The exact origin of the COVID-19 pandemic is yet to be confirmed as of February 2021 and was originally linked to the Huanan Seafood Wholesale Market in Wuhan due to its early cluster of cases, although a 2021 World Health Organization (WHO) investigation concluded that the Huanan market was unlikely to be the origin due to the existence of earlier cases. Following the outbreak, epidemiology experts from China and a number of animal welfare organizations called to ban the operation of markets selling wild animals for human consumption.

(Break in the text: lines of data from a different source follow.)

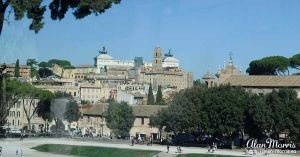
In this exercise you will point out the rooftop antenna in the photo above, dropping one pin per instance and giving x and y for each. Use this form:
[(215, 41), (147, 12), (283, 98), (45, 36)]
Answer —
[(230, 58)]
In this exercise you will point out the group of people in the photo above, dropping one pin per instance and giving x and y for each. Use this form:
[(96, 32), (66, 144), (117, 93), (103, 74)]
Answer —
[(141, 140), (179, 149), (212, 148)]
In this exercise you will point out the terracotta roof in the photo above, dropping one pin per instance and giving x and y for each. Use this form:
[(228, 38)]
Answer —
[(97, 109), (146, 110), (263, 81), (138, 110)]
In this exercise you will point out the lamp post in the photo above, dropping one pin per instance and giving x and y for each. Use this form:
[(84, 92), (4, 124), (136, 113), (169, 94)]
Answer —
[(101, 124), (3, 99)]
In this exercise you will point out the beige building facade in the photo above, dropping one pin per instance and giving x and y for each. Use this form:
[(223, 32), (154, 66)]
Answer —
[(93, 120), (17, 117), (160, 74), (25, 70)]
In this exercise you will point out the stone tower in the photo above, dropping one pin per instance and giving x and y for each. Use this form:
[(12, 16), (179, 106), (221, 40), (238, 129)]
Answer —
[(228, 70), (209, 79), (157, 58)]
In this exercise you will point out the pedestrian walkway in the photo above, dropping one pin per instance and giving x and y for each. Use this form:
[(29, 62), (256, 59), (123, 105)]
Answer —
[(9, 147), (164, 154)]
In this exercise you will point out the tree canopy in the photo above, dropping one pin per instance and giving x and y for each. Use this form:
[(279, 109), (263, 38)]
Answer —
[(35, 10), (119, 118), (273, 65), (228, 112)]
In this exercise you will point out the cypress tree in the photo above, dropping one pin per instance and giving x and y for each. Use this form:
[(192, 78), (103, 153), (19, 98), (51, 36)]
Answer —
[(159, 98), (150, 100), (17, 69)]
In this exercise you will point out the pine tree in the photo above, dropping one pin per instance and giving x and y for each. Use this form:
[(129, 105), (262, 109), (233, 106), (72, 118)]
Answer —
[(150, 100), (17, 69), (159, 98)]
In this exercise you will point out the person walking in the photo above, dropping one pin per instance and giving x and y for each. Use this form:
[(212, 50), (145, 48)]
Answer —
[(132, 141), (151, 141), (168, 147)]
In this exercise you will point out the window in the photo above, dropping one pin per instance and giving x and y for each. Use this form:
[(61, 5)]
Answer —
[(142, 121)]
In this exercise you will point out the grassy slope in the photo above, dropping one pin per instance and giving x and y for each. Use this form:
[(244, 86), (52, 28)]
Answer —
[(90, 151)]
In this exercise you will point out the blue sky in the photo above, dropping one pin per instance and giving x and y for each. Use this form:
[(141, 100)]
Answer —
[(201, 33)]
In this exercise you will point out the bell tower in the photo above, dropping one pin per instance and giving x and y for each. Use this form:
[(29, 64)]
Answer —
[(157, 58)]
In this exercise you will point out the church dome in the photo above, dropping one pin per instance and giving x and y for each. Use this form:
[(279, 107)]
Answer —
[(171, 59)]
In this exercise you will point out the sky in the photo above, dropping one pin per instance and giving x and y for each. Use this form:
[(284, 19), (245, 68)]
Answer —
[(200, 33)]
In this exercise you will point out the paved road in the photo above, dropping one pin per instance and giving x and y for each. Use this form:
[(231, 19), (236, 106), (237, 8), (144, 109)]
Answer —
[(11, 145)]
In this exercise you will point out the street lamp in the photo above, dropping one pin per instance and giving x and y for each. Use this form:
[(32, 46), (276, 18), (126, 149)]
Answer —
[(101, 124), (2, 81)]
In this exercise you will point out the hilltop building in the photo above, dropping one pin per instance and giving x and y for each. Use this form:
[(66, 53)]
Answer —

The Huanan market's Chinese name, 华南海鲜批发市场, identifies it as a seafood wholesale market; with more than 1,000 stalls across roughly 50,000 square metres, it was the largest seafood wholesale market in central China. Its main goods were crab, shrimp and striped bass, with wildlife sold in a separate section. Some Western coverage presented "wet market" as its local name; NPR described it as "known in the region as a 'wet market'". The market was shut down on 1 January 2020. The Chinese government subsequently announced a temporary ban on the sale of wild animal products at markets on 26 January 2020, and then a permanent ban in February 2020 with an exception for traditional Chinese medicine ingredients, By 22 March 2020, at least 94% of the temporarily closed markets in China were reopened according to Chinese state-run media, without wild animals or wild meat. The reopening led to public criticism of the Chinese government's handling of the markets by Anthony Fauci and Lindsey Graham, although their criticisms have been attributed to semantic confusion between the terms "wet market" and "wildlife market". The WHO responded with the recommendation that such markets only be reopened "on the condition that they conform to stringent food safety and hygiene standards."

In April 2020, the Chinese government unveiled plans to further tighten restrictions on wildlife trade, with instructions and financial compensation for operations that were forcibly shut down. Deutsche Welle reported that by September 2020, the Chinese government had shut down almost all wildlife farms.

==Hong Kong==

Markets in Hong Kong are governed by the law of Hong Kong. Since 31 December 1999, Hong Kong's public markets have been regulated by the Food and Environmental Hygiene Department (FEHD).